Years ago I picked up an overtime shift in Denton, TX. It was a vacation station. Our company decided to have a presence in Denton, but the presence came before the contracts and crews mostly sat around doing nothing while our competitor ran all the calls. Consequently it was the most coveted overtime shift in the company. Who wouldn’t want to get paid for sleeping and playing video games?
I had just gotten to work to find an abandoned station with three brand new trucks. There was no equipment list, no stock room, no supervision, and no partner. I called dispatch and said, “Hey, what’s up? I’ve got nothing here. Is this a station or a hibernation chamber? Got no partner either.”
“Your partner just got off a day car in Dallas, he should be there shortly.”
My new partner soon filled the doorway. At 6’4” his head grazed the top of the door frame as he walked into the bay. “Are you the Buckman?” he asked with a quizzical look that told me he didn’t believe them when they told him my name.
“It is I, my new gigantic friend. Your new duty is crowd control. I will sit back and be the brains of this outfit. You can rough people up and collect the money.” He looked at me long and hard while he tried to figure out if I was joking with him or not. “Come on, help me check out this truck. I can’t find a freaking thing in this station.”
His eyes lit up immediately. “You are checking out the truck?”
“Don’t get too excited Gigantor. I think the need to find pillows for ourselves will be more important than the contents of this intubation kit.” I looked down at the kit that I had completely disassembled on the cot. I was currently checking bulbs.
“Yeah, but you are at least checking the truck out. I haven’t seen anyone out here do that yet. No one has even tried to train me to do anything. Mostly they just disappear and talk to every chic they know on the phone trying to get them to come up to the station.”
“Ah…Denton…”
“Seriously, I think it’s unprofessional. I just moved here from ____________. I used to work as an EMT is a very rural setting. Ya’ll’s protocols are nuts. I have really wanted someone to show me around, and you are the first person I have seen give enough of a shit to break down the intubation roll.”

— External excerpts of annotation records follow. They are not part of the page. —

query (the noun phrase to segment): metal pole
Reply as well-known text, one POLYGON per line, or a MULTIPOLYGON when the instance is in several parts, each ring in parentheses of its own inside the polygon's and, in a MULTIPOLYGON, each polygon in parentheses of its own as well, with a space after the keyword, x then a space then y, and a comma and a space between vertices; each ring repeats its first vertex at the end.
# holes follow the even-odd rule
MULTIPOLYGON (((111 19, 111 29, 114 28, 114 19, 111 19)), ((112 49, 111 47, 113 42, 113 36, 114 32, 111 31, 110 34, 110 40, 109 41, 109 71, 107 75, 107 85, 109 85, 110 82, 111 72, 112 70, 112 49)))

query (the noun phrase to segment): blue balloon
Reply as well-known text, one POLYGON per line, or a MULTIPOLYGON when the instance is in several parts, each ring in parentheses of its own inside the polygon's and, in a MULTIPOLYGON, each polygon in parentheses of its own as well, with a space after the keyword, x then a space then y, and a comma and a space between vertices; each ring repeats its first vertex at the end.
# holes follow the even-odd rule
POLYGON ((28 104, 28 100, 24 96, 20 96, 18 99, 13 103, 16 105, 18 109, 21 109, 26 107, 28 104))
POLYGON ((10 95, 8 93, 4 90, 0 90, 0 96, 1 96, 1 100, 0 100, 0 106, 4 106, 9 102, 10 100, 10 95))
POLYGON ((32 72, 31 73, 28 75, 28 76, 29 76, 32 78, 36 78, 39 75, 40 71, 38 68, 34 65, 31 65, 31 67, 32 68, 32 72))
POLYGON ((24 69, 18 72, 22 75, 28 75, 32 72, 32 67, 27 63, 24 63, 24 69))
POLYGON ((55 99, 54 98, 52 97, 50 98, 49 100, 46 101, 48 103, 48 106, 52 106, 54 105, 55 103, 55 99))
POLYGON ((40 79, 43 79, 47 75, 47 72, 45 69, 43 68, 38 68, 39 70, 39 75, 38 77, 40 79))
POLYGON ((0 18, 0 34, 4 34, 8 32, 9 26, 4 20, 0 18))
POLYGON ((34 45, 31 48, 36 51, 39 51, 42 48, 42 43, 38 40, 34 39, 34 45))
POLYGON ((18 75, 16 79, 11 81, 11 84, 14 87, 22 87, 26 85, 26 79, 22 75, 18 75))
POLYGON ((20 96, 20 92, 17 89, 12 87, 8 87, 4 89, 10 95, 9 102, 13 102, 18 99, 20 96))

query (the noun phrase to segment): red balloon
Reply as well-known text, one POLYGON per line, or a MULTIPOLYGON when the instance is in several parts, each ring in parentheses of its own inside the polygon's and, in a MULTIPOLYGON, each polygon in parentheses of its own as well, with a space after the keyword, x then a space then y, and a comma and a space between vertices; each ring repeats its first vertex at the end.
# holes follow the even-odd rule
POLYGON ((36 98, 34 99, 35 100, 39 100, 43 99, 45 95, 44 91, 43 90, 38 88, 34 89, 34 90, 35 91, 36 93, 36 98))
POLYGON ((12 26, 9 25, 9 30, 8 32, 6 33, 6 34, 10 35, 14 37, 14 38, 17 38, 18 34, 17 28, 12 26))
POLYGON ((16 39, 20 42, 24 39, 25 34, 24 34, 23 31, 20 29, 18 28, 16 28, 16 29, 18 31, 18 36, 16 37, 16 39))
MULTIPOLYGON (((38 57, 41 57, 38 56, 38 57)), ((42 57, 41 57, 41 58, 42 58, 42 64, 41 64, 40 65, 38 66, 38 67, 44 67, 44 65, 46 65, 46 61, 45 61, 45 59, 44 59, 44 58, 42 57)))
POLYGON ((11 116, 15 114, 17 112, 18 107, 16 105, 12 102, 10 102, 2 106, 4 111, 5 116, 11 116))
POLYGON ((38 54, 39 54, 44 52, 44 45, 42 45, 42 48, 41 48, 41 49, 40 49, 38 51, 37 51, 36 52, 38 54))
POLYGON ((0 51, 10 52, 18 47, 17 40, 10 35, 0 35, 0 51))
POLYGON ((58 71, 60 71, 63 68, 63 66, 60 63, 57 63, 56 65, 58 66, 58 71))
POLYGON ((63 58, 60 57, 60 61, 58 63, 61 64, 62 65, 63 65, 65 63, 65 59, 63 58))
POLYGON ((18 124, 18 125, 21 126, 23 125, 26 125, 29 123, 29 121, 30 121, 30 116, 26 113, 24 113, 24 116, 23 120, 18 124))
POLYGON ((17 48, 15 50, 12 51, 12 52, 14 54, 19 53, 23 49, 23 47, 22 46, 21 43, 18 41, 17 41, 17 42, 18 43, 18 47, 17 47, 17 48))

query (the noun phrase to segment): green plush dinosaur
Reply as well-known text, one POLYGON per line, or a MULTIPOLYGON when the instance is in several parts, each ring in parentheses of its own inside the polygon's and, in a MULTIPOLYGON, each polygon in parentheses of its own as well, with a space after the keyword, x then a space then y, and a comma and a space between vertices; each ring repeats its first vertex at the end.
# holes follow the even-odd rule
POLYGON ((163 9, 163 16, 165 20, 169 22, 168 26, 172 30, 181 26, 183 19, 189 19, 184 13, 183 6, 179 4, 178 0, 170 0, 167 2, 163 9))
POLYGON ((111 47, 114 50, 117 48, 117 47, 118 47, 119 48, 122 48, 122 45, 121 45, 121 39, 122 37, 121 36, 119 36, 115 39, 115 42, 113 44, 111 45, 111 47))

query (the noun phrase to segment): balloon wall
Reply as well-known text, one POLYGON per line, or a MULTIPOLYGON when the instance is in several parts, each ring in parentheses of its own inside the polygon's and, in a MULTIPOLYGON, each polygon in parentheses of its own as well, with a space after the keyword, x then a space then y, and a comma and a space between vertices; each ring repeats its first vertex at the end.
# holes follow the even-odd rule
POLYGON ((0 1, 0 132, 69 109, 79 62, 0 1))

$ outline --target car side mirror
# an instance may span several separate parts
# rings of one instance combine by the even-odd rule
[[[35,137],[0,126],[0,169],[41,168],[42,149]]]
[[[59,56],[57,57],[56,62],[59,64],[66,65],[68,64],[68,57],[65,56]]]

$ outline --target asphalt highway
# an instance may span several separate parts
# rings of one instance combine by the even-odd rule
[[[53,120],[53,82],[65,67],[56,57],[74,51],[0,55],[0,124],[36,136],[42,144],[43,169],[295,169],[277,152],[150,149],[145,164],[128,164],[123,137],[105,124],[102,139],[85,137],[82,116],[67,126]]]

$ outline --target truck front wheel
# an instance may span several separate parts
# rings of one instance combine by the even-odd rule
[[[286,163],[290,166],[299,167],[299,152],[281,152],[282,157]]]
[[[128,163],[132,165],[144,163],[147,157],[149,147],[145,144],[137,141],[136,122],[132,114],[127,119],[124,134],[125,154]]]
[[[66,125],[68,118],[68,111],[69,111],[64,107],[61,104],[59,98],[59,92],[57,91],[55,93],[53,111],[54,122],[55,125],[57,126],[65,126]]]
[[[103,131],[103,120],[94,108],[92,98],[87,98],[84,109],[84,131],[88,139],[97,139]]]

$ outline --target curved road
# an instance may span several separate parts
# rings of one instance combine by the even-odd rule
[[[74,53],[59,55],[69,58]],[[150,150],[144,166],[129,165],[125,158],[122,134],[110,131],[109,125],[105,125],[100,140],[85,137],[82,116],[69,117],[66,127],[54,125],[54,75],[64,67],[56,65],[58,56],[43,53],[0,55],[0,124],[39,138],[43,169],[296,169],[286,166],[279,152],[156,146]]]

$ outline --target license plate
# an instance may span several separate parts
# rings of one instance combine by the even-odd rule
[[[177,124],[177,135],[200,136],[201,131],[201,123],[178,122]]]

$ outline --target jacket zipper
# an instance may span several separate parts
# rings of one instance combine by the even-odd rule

I looked at him with a new eye. “Alright man, break out that suction stuff. I’ll show you what’s up.”
We spent the next two hours checking out the truck. No kidding. He had a question about every single piece of equipment we carried. For the first few minutes I thought he was a rookie. But before long it became obvious that this was not the case. He was a very experienced EMT. He knew what he was doing. He just didn’t know how to do it here. He wanted someone to show him our way of doing things, our equipment, and our district. To be honest, I found his eagerness surprising and refreshing and I found myself really wanting to help him. After the truck check was done I grumbled something about turning in.
“Hey, we never checked the front. Do we have good maps of this district?”
“You know what, I don’t know. I know where the hospitals and the nursing homes are, but you’re right, we need to have a decent map.”
We couldn’t find one anywhere.
“Hey, let’s go to the 7-11 on the corner. I’m gonna buy us both a slurpee and a map. I need one anyway if I am going to be working in this town,” he said.
So we went to 7-11. I think I ordered the pina colada slurpee. And he spent over $20 on a Mapsco that covered our piece of Texas. “Satisfied now?” I asked.
“Not really. I know it’s getting late, but I am shit at reading these damn Mapscos. Can you at least show me where the hospitals are?”
“Yeah, why not? It’s going to take me a while till I get to the bottom of this cup. Lets go.”
Then he got on the radio, and called us mobile in district. There was a really long pause before dispatch came back, “Uh…okay…22:32.”
“What was that?” he asked.
“You are probably the only person who has seen fit to notify them of our movements. They aren’t used to such things. Keep it up though. It’s the right thing to do.”
We then got mobile in district. I showed him the two hospitals, but he wasn’t satisfied. He wanted to see the highway access and follow along in the map while I drove. Then he wanted to see the nursing homes. Each time we rolled up on one he would ask about the quickest way to get to a hospital if we picked up something serious. He asked if we could talk to the fire department with our radio. He wanted to know their capabilities. He asked what the quickest way to the trauma center in Dallas was and made me show him in the map. He was a never-ending fountain of questions, and we weren’t done until it was 3am.
“Dude, we gotta wake up in four hours and go home. You want to put an end to this and get some sleep?”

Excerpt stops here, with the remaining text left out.